La medalla que monseñor Alberto Luna no recordará

Diario Expreso, 26-06-2011

 

Quienes mejor lo conocen aseguran que no era consciente de lo que ocurrió ese día. Cuando el presidente de la Asamblea Nacional, Fernando Cordero, se inclinó ante su silla de ruedas para colgar de su cuello la medalla Vicente Rocafuerte al mérito social, él lucía ausente y como perdido en sus laberintos interiores. Por un momento, la cinta tricolor y el vistoso disco dorado que pende de ella llamaron su atención. Luego los olvidó y fijó su mirada en el infinito. No escuchó los discursos que las autoridades pronunciaron en su honor ni identificó a las personas que se le acercaron para felicitarle, estrecharle las manos y sacarse la foto con él. No dijo palabra. Monseñor Luis Alberto Luna Tobar (Quito, 1923), el obispo ecuatoriano más importante del fin de siglo, tiene alzhéimer.

“No me reconoció”: para Juan Cuvi, su amigo y colaborador cercano, la experiencia de visitarlo en la Casa Sacerdotal Sagrado Corazón, el asilo para religiosos ancianos donde permanece recluido, fue dolorosa y frustrante. Lo mismo experimentó la persona que, hace un mes, le llevó la que pudo ser para él la más triste de las noticias: la muerte de su mejor amiga, Belén Andrade, que lo acompañó en Cuenca durante todo su obispado y con quien trabó una relación tan estrecha que llegó a considerar a sus nietos como los suyos propios.
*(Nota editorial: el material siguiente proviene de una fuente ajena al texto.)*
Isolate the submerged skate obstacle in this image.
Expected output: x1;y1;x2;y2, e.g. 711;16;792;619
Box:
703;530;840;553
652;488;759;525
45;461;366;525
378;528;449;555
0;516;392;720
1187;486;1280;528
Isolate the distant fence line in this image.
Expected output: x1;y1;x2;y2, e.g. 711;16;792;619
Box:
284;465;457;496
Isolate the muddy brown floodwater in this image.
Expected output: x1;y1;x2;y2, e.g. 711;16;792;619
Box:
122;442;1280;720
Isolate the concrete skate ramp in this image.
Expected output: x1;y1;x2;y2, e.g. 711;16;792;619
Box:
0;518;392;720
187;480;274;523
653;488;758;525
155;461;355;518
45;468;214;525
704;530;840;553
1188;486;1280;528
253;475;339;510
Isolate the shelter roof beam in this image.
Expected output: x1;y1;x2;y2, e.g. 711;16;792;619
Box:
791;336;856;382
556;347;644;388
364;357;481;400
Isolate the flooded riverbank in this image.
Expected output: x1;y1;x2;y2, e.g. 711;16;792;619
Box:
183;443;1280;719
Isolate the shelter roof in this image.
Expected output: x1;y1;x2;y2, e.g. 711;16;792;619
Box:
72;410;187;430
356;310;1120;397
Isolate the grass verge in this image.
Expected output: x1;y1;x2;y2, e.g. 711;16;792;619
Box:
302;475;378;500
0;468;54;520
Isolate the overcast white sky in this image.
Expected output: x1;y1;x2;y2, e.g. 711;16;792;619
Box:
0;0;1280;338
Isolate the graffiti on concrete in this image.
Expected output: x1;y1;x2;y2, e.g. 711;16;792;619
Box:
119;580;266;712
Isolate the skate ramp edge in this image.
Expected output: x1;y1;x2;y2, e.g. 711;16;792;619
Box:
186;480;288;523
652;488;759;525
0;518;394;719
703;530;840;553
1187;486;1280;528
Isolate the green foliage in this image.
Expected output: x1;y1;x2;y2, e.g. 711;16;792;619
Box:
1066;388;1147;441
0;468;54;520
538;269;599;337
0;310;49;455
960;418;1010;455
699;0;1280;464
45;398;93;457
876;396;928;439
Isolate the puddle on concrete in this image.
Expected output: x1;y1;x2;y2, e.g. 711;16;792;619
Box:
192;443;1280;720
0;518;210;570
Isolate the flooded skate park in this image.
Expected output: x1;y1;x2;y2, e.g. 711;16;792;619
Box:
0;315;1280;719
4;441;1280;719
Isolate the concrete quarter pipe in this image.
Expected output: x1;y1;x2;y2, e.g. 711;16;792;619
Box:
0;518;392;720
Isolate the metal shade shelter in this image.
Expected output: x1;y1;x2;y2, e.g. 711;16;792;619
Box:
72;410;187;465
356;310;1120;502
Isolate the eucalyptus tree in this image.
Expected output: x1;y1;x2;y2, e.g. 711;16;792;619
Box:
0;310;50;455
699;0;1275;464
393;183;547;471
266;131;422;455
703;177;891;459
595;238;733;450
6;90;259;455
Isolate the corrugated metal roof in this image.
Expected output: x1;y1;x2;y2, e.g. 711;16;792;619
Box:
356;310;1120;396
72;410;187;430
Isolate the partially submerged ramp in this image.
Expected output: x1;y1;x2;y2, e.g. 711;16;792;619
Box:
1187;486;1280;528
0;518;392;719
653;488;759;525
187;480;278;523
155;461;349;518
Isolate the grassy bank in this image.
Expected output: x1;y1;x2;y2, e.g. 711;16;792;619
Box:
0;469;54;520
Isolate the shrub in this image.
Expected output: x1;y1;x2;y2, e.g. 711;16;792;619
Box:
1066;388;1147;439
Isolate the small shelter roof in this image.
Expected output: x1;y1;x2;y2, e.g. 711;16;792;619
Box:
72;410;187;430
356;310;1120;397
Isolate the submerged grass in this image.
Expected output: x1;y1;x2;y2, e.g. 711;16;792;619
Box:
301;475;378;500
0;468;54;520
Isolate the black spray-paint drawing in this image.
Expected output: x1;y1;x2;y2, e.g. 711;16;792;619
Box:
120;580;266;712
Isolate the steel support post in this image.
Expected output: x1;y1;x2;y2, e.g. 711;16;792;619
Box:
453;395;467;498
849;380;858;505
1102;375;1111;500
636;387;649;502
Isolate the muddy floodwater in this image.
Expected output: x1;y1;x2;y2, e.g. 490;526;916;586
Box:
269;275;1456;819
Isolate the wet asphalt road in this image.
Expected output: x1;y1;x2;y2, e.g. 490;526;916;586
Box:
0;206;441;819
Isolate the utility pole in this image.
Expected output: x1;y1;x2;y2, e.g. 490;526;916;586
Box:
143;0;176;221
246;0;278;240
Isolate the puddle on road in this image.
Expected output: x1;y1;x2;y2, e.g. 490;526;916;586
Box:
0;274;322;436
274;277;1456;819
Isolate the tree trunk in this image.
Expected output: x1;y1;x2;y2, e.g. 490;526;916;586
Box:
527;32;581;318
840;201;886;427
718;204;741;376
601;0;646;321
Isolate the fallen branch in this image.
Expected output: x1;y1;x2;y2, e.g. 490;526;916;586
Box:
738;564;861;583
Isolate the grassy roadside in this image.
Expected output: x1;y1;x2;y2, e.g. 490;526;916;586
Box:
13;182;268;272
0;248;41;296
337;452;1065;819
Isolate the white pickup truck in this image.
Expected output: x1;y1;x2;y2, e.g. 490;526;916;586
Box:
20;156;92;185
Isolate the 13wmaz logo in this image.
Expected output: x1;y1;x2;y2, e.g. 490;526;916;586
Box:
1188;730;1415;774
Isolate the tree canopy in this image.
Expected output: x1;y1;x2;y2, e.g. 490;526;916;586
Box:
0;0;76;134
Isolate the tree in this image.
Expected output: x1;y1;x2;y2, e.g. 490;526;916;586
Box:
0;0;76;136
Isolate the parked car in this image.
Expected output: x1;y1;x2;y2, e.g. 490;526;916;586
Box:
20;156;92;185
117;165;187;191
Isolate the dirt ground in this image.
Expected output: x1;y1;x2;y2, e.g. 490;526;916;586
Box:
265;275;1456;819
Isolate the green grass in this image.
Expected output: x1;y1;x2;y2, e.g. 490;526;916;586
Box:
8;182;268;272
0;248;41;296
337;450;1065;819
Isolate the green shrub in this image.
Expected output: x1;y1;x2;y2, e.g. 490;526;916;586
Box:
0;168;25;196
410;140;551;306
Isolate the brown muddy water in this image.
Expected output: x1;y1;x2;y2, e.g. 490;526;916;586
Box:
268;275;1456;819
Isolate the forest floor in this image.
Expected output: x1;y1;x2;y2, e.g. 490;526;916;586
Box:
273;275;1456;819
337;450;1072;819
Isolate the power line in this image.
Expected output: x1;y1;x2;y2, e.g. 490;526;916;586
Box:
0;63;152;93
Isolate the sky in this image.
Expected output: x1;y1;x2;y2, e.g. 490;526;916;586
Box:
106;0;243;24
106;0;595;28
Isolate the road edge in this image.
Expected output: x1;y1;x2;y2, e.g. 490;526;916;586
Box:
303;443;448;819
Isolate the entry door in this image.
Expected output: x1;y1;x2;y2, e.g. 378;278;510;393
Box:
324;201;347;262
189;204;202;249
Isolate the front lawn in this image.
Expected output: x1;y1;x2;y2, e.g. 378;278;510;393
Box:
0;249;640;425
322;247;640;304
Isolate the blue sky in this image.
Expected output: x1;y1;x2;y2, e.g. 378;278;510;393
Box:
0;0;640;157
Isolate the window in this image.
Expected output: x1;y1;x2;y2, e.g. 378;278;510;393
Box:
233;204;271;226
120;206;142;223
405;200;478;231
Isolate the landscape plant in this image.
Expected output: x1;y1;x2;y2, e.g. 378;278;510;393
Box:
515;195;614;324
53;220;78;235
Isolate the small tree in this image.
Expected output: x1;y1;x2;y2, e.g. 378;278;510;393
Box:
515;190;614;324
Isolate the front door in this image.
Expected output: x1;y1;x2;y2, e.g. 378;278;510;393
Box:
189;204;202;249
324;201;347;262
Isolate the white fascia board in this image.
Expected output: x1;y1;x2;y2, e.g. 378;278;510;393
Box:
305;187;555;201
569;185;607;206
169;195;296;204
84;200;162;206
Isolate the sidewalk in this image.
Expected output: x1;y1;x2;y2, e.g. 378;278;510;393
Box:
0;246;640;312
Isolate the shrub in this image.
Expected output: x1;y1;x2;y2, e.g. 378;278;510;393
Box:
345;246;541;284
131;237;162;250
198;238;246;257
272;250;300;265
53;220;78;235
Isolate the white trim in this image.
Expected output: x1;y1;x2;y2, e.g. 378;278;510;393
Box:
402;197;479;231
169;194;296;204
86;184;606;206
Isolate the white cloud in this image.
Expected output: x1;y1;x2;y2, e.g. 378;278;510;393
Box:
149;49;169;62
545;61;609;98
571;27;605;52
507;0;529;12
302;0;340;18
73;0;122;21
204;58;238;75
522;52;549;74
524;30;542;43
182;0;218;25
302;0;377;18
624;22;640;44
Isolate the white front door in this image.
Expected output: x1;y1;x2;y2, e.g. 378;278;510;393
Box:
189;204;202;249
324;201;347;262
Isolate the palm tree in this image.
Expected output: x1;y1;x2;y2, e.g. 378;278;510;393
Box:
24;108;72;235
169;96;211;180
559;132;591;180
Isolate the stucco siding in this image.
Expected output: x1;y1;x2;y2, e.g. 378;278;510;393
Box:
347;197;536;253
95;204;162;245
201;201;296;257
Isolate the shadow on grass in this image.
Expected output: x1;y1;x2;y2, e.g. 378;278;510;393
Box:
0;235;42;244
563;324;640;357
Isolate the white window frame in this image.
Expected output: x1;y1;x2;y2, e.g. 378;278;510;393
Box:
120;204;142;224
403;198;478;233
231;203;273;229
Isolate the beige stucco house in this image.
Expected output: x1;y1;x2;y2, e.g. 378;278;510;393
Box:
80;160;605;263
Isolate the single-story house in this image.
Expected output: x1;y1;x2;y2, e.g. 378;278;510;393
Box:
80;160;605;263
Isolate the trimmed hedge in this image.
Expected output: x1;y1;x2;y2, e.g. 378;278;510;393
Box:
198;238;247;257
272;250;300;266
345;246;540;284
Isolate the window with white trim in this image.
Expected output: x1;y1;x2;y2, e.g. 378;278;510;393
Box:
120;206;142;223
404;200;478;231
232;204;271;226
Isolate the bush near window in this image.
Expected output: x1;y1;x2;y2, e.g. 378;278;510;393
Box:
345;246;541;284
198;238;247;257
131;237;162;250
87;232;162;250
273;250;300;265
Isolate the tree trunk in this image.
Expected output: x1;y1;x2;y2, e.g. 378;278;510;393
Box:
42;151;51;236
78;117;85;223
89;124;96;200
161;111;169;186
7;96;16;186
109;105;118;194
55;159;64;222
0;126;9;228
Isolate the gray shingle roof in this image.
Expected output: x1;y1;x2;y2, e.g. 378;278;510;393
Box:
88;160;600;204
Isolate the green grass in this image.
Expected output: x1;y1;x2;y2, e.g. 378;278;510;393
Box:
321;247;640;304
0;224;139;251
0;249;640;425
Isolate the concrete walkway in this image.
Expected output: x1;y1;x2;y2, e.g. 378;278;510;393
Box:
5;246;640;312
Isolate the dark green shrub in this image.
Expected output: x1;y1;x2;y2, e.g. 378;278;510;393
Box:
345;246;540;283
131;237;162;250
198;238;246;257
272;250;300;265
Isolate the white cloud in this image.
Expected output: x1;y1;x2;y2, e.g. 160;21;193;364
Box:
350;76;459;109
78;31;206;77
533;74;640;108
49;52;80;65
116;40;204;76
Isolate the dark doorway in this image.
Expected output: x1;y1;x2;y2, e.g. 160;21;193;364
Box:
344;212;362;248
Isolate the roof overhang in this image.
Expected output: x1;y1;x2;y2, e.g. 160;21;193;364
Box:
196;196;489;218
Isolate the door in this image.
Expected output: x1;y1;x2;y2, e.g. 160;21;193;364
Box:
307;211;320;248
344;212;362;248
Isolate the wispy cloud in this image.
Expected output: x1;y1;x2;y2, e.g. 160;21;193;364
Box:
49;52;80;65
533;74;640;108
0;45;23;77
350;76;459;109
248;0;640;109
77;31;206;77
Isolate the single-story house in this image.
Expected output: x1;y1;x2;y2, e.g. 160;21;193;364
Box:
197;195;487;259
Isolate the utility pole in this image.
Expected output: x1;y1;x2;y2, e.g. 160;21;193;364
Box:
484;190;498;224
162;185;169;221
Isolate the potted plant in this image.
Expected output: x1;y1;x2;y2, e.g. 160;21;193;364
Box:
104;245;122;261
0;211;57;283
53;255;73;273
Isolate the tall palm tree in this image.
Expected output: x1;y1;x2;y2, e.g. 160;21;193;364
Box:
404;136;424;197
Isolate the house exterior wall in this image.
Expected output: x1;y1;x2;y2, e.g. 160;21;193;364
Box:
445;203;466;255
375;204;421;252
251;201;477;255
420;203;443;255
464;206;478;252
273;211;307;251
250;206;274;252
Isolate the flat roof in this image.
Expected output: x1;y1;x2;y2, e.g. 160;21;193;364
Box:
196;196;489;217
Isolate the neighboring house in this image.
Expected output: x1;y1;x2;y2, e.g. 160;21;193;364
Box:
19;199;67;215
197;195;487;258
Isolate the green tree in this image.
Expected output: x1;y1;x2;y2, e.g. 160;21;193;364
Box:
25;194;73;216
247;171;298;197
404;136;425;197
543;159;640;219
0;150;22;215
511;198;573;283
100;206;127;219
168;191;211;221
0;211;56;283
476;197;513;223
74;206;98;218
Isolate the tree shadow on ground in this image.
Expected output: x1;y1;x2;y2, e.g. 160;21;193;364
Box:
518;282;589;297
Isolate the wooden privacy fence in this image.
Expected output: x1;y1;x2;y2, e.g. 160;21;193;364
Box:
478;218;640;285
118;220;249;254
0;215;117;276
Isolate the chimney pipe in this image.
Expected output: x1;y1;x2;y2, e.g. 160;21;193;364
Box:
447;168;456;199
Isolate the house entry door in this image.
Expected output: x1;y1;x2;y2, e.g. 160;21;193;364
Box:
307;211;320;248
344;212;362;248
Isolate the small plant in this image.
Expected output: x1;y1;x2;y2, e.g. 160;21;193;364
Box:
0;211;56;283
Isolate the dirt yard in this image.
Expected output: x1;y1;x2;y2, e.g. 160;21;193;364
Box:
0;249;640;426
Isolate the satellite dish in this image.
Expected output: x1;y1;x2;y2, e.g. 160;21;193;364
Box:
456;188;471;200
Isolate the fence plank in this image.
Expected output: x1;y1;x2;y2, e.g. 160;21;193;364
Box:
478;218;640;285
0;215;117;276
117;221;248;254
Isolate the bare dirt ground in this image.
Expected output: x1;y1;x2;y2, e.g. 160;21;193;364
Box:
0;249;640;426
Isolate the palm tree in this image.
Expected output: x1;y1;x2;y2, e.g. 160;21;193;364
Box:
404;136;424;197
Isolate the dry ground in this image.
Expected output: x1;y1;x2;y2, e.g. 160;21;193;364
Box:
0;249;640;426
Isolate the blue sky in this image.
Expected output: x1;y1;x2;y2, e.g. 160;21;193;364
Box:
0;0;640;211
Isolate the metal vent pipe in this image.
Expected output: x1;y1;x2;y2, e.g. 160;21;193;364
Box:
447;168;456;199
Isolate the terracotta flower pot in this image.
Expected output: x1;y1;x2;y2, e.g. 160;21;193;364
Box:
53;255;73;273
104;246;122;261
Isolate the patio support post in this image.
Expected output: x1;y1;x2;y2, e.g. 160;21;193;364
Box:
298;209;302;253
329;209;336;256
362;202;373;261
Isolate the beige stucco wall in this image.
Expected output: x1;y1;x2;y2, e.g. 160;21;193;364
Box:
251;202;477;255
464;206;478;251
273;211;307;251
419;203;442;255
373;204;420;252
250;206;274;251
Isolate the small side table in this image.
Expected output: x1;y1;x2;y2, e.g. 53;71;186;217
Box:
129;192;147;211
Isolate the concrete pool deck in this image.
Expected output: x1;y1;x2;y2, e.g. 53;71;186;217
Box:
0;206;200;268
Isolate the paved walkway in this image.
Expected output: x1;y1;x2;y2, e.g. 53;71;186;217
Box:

Luna escuchó la noticia pero no reaccionó.

La vida de quienes padecen esta enfermedad degenerativa, incurable y terminal, transcurre al margen de las experiencias cotidianas. No hay retorno. Por eso, la intención de Fernando Cordero de homenajearlo “en vida” llega tarde. Hace poco más de un año, en enero de 2010, Alberto Luna Tobar aún tenía la lucidez suficiente como para interpretar el país y distanciarse de un gobierno al que le habría gustado apoyar. A Susana Klinkicht, periodista de diario Hoy, concedió una de sus últimas entrevistas. Ahí dijo: “el país esperaba un distinto sistema de gobierno… El presidente se ha defraudado a sí mismo”. ¿Habría aceptado el homenaje del oficialismo en ese momento? ¿Se lo habrían ofrecido?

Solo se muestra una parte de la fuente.